「空飛ぶクルマ」実用化に向け専門部署を来月設置 国交省

「空飛ぶクルマ」と呼ばれるドローンなどの技術を使った次世代の航空機の実用化に向けて、国土交通省は機体の安全基準や登録制度の整備などを進めるため、来月、専門の部署を設置し、検討作業を始めることになりました。

ドローンなどの技術を応用し、ヒトやモノを乗せて電動で飛行できる機体は「空飛ぶクルマ」と呼ばれ、交通渋滞の解消や物流の効率化、離島や過疎地での移動手段の確保につながると期待されています。

国は2023年の実用化を目指していて、国土交通省は、制度の整備などを一体的に行うため、来月1日に専門部署の「次世代航空モビリティ企画室」を省内に設置することになりました。

次世代航空モビリティ企画室では、機体の安全基準や操縦者に求められる技能などの検討を行い、機体の登録制度や運航管理の仕組みなどを整備します。
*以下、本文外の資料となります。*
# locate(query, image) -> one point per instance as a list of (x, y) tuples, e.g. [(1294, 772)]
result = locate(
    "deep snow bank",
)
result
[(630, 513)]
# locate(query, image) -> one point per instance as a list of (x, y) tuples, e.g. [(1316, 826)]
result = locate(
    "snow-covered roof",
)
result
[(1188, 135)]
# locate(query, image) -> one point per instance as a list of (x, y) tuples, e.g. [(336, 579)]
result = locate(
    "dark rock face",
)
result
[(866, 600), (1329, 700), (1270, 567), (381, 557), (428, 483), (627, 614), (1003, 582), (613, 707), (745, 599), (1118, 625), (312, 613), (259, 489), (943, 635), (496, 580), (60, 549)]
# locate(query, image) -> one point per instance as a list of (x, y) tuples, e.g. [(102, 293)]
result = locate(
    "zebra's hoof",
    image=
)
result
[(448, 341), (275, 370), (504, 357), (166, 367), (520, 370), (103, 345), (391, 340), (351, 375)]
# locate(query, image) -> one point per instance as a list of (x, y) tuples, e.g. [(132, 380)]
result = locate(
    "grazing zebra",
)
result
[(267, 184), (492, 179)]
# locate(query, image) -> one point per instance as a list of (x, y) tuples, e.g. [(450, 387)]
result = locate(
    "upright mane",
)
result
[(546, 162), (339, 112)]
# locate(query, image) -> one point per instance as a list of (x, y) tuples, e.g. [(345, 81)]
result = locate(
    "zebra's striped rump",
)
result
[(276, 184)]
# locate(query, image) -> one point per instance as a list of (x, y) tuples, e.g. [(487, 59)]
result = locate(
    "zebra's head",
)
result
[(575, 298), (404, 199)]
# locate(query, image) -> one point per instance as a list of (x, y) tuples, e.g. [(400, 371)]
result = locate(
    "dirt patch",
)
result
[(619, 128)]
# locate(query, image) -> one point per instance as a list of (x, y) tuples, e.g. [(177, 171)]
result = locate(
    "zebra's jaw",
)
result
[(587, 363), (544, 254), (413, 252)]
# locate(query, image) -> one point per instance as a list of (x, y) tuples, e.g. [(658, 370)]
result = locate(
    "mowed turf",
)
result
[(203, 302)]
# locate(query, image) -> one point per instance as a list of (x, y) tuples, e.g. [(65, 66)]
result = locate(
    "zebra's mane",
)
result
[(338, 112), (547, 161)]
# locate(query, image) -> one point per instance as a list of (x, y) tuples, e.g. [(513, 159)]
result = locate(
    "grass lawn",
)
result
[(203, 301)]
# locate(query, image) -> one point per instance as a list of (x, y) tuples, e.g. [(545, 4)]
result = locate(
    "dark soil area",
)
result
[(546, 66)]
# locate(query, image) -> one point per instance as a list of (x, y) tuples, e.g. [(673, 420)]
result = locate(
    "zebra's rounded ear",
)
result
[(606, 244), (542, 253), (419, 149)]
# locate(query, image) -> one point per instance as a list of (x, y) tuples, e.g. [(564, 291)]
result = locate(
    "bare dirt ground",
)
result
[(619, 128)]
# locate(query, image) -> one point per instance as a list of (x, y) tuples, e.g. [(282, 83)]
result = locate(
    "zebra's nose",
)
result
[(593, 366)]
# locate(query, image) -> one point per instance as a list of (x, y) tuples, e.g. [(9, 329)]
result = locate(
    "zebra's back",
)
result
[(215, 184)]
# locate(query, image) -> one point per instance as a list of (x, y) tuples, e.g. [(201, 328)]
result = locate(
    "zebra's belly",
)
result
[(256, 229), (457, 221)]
また、福島県南相馬市にあるドローンなどの開発や実験の拠点施設「福島ロボットテストフィールド」に職員が常駐し、技術開発の促進や試験飛行をサポートします。

赤羽国土交通大臣は、9日の閣議のあとの会見で「新しい部署で制度の構築や運用などを一体的に行うことで、空飛ぶクルマの早期実現をさらに強力に進めていく」と述べました。